Unlike like difficulties with African recipes, I've been pretty happy with my excursions into Filipino cuisine. It generally doesn't require a lot of hard-to-find ingredients and its vinegar-intensive sauces make it unlike anything else out there. I wish I had some good story about why I've been trying them, but I just found a stash of Filipino recipes on-line and they looked interesting.
This particular recipe is a Philippine staple--one of the dishes that has a million variations. The only universals seem to be soy sauce, vinegar, plenty of garlic and an odd cooking technique. I tried to stick close to the Platonic ideal I grokked from the range of recipes I looked at.
Ingredients:
1 pound pork butt or similar cut, cut in 1-2 inch cubes (or chicken)
1/2 head of garlic, minced
1/2 small yellow onion, diced
1/4 cup soy sauce
1/2 cup vinegar
1 cup water
1/2 teaspoon paprika (most recipes call for black peppercorns, but I liked the paprika idea)
2-3 bay leaves
1-2 Tablespoons sugar (optional.
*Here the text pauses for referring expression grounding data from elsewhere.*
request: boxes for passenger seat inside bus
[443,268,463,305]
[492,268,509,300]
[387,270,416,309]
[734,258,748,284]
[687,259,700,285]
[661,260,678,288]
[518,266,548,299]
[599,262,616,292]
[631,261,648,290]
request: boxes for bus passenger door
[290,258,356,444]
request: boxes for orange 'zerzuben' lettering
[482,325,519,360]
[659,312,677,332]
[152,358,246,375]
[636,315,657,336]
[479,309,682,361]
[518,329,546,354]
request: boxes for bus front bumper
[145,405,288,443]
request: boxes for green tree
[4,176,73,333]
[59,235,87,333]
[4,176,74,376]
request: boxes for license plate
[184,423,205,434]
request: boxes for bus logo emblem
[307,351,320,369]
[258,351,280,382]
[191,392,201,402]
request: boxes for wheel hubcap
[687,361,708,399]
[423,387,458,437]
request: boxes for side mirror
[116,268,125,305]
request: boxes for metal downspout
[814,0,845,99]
Only a substantial minority of the recipes include it.)
2 Tablespoons cooking oil
1. Heat a medium saucepan on medium, add 1 Tablespoon oil and sweat the garlic and onion for a few minutes until softened.
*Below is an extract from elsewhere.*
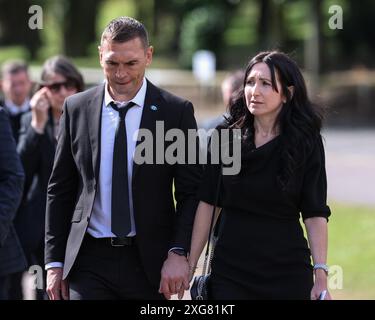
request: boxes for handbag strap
[202,165,222,276]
2. Add soy sauce, vinegar, water, paprika, bay leaves and pork. Bring to a boil, reduce heat to medium-low and simmer for 30 minutes. If using, add sugar at 15 minutes.
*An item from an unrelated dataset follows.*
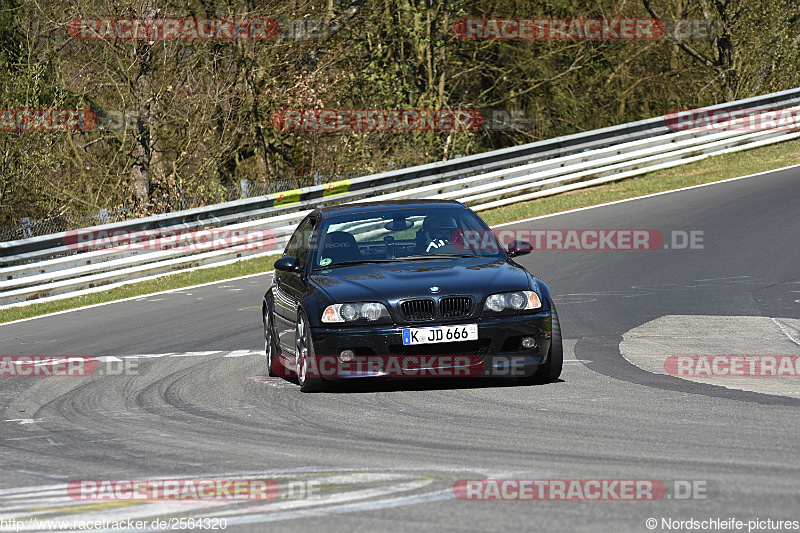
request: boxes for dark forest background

3. When the pork is tender heat the other Tablespoon of oil in a large frying pan. Remove the pork from the sauce, drain it well, and add it to the pan. Turn the heat up under the sauce and boil until it is reduced in volume by half. Meanwhile, brown the pork over medium high heat.
4. When both are done, serve with rice.
The traditional way to serve pork adobo is to leave the meat dry and pour the sauce over a scoop of rice. Garnishes are unusual, but I'm big on garnishes so I looked for exceptions and found that tomato wedges and/or hard boiled eggs are not entirely unheard of.
The meat has caramelized well, which I attribute to the sugar I added, and has absorbed some flavor from the sauce (plus it's lying in a shallow pool seeping from the scoop of rice) so the pork flavor is prominent, but nicely accentuated by tart and salty notes. The pieces are crisp and chewy--rather more dried out than most Western palates are used to, but I gather that that's how they're supposed to be. I know a lot of Indonesian recipes call for meat cooked to this texture so it's not too surprising to find it called for in the Philippines. The sauced rice--deeply savory, slightly sweet and brightly tart--is the real star here. The meat is almost dispensable. The tomatoes are a great match with the sauce--salt and vinegar bring out tomatoes' best. The eggs, on the other hand, I could take or leave. I do like the richness a bit of yolk dissolved in the sauce brings. Maybe whisking in a raw yolk to thicken and enrich the sauce just before serving would work.
1 comment:
I've been wanting to try adobo as well. It certainly looks easy enough.